During one of our interviews I did a word association activity with Glasser. I asked him to quickly respond to words that I would say. One of the words was motivate. He surprised me a bit when he said he wasn’t real fond of the word motivate or motivation. For him the word motivate had a tone of other control, like someone outside of you trying to make you do something. People with high power needs want to call their own shots and decide what needs to be done and when it needs to be done. They often don’t want or need other people motivating them to do things a certain way. People with high freedom needs are very sensitive to feeling pressured. They tend to shut down and drag their feet when they feel that others are trying to make them do something. I haven’t met Mike, but for some reason I have this sense that it might be more about freedom with him, than it is about power.
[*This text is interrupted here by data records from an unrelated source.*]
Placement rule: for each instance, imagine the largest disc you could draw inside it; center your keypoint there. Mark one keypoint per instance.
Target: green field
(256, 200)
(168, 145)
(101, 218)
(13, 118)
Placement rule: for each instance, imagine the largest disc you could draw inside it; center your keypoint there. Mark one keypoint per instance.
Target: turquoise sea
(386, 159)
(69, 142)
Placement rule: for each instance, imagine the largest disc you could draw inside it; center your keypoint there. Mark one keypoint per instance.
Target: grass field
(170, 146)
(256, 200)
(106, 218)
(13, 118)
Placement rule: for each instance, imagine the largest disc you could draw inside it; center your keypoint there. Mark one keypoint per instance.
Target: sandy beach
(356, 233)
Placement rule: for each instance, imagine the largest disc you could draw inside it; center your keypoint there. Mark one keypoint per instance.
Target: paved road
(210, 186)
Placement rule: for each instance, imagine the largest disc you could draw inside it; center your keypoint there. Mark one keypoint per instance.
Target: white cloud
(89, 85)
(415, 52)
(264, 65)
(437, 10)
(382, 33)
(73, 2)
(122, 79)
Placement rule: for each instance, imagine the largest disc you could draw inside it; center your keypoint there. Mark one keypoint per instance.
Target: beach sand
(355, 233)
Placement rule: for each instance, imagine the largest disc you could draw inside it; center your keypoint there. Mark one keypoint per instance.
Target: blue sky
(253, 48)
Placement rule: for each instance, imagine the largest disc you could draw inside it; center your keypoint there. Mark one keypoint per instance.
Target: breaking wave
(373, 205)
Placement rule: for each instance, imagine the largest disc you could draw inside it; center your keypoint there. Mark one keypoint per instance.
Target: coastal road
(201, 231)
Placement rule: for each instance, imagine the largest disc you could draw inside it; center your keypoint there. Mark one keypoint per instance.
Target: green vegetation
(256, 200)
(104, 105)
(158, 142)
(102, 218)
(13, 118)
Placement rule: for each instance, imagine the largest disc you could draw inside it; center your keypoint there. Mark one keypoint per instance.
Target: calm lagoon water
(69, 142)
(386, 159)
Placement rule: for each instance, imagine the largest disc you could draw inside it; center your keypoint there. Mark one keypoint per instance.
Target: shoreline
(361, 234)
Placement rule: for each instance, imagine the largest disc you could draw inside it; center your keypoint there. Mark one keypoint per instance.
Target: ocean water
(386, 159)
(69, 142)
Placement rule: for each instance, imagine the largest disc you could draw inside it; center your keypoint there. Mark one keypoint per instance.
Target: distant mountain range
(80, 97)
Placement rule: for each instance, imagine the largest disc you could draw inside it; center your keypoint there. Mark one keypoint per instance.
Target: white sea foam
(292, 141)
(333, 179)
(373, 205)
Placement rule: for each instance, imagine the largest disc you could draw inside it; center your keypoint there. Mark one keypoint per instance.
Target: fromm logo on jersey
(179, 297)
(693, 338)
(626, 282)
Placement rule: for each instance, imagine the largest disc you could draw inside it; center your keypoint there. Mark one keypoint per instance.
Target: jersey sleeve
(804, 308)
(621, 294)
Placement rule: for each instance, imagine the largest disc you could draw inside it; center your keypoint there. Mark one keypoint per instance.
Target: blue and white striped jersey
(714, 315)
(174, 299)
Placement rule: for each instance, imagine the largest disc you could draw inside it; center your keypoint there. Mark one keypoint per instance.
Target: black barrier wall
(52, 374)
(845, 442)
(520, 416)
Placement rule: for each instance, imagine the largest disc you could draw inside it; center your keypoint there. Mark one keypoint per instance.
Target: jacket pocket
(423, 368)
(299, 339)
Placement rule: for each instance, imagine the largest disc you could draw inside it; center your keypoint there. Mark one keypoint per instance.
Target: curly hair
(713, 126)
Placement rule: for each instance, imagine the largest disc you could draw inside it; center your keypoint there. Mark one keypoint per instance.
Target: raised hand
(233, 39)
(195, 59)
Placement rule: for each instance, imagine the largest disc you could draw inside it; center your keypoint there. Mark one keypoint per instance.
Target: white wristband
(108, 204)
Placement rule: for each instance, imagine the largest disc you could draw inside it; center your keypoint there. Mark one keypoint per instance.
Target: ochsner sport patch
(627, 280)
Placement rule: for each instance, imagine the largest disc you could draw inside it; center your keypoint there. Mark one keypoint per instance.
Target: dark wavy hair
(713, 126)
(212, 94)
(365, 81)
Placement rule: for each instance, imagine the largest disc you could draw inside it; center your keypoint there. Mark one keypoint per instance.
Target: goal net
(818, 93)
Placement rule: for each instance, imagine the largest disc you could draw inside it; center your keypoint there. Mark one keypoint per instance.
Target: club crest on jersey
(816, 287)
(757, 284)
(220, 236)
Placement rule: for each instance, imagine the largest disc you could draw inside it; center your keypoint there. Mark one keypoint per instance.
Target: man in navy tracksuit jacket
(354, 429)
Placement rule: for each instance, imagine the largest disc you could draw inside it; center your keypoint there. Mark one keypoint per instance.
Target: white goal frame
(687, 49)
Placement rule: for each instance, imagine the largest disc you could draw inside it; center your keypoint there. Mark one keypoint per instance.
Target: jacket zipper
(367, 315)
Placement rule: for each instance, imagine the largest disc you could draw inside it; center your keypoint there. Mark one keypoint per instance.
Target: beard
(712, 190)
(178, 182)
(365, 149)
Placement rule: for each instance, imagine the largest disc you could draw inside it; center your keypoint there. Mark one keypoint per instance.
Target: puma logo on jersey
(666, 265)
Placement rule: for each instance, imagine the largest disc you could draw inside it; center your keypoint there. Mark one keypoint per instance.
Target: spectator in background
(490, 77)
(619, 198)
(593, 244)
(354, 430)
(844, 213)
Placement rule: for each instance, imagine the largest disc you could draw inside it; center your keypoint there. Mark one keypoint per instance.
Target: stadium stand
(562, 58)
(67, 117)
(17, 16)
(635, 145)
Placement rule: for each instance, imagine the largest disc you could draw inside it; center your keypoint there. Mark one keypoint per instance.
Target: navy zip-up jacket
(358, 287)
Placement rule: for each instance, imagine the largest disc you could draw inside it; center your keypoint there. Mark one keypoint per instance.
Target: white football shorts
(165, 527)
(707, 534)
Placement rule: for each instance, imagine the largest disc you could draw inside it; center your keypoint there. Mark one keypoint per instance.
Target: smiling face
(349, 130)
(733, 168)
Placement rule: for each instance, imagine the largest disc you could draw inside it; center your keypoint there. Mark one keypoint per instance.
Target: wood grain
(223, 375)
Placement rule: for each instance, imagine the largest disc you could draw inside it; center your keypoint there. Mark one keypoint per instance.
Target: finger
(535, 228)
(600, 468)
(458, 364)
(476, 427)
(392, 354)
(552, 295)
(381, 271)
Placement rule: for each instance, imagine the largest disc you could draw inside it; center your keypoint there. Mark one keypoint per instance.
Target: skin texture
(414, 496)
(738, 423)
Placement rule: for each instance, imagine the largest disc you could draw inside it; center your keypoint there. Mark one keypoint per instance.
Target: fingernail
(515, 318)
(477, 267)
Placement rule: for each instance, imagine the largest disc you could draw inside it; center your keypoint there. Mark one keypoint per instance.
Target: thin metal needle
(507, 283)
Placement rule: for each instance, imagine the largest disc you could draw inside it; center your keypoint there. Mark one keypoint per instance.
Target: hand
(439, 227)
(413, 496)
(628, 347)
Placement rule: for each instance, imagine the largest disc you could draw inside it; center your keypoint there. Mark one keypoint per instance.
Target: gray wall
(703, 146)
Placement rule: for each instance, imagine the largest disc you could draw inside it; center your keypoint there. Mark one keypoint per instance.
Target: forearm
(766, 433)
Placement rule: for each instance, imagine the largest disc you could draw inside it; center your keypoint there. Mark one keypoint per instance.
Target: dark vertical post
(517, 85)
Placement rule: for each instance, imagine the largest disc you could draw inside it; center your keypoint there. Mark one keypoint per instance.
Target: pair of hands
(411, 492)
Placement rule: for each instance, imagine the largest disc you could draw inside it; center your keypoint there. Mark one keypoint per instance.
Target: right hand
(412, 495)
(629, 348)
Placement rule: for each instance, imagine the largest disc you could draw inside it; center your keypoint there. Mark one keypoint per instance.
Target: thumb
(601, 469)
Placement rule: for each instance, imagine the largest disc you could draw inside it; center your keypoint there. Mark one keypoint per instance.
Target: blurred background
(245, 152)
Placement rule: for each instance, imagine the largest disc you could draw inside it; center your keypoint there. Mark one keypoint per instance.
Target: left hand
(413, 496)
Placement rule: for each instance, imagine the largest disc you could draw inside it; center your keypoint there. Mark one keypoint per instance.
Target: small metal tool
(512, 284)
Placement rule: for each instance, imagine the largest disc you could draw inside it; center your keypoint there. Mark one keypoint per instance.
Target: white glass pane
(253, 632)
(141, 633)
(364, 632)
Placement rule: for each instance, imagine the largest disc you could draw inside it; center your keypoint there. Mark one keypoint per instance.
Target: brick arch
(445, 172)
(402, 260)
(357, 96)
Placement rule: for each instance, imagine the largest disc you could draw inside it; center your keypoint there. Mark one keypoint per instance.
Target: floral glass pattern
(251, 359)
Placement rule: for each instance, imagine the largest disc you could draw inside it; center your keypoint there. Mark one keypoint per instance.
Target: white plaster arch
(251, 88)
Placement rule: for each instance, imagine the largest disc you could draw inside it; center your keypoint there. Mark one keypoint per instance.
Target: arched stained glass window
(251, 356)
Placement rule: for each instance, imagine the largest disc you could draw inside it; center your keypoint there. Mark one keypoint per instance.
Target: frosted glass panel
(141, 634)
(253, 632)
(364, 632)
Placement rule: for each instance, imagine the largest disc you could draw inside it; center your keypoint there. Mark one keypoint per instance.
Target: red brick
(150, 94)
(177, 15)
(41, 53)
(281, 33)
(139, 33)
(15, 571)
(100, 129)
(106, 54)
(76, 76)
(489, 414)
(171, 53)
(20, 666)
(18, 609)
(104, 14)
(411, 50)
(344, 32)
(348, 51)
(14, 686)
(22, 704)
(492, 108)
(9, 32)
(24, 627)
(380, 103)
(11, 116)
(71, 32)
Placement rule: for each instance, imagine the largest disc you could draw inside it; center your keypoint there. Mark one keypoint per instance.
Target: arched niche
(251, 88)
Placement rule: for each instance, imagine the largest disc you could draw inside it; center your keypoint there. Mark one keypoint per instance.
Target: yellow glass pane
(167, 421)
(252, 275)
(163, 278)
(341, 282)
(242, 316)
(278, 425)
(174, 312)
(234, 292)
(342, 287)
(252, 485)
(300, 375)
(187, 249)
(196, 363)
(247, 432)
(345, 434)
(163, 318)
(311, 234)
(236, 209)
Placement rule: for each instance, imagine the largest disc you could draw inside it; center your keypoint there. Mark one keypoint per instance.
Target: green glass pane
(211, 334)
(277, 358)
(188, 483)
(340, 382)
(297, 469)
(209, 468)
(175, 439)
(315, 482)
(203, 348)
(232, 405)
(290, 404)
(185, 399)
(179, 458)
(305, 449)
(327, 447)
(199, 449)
In both cases—whether about power or freedom—your doing exactly the right thing, if the right things were ultimately about motivating him, may be unwittingly contributing to the problem.

2) Keep in mind the developmental needs of a middle school student. It is an essential, yet incredibly complicated, time of life. As he should be, Mike is beginning to separate from the significant adults in his life. He is becoming more aware of his I am-ness. More than ever he needs a sane adult to help him navigate territory that is new to him, to help him deal with thoughts and feelings that he very likely doesn’t know what to do with himself. Middle schoolers are so unique. One moment they are holding a parent’s hand at an event in which they may be scared or shy, the next moment they are acting like they don’t have parents. Her? I’ve never seen her before. Mixing the natural developmental needs I just described with the basic needs and quality world pictures mentioned above can definitely create a challenge. So few in the public have any idea how challenging a teacher’s life can be.

3) Another area that comes to mind is that of the teacher him/herself. As teachers we have a set of basic needs and unique quality world pictures, too. When a student isn’t responding to a lesson I’ve worked hard to create, that experience doesn’t match the quality world picture I have in my head and it doesn’t help me meet my need for power or success. This is natural and there is nothing wrong with that mental process. It is what it is. We just have to remember to be careful to not go into a mode where we are more focused on meeting our need for power than we are of helping students to meet their need for power. It is so easy to go into the BIRG mode. BIRG stands for Basking In Reflected Glory. In other words, when my student or child does well and others see his/her competence shining forth, I can bask in his/her reflected accomplishments. If he/she is doing well it must be because of my parenting or my teaching. It is easy for this way of thinking to become a part of us, but when it does it subtly begins to add elements of toxicity in our relationships. Kids are aware of this dynamic and don’t like it.

Mike is fortunate to have you as his teacher. I want to encourage you as you guide and support him toward healthy independence. I would love to hear about how he is doing in the future. Stay in touch.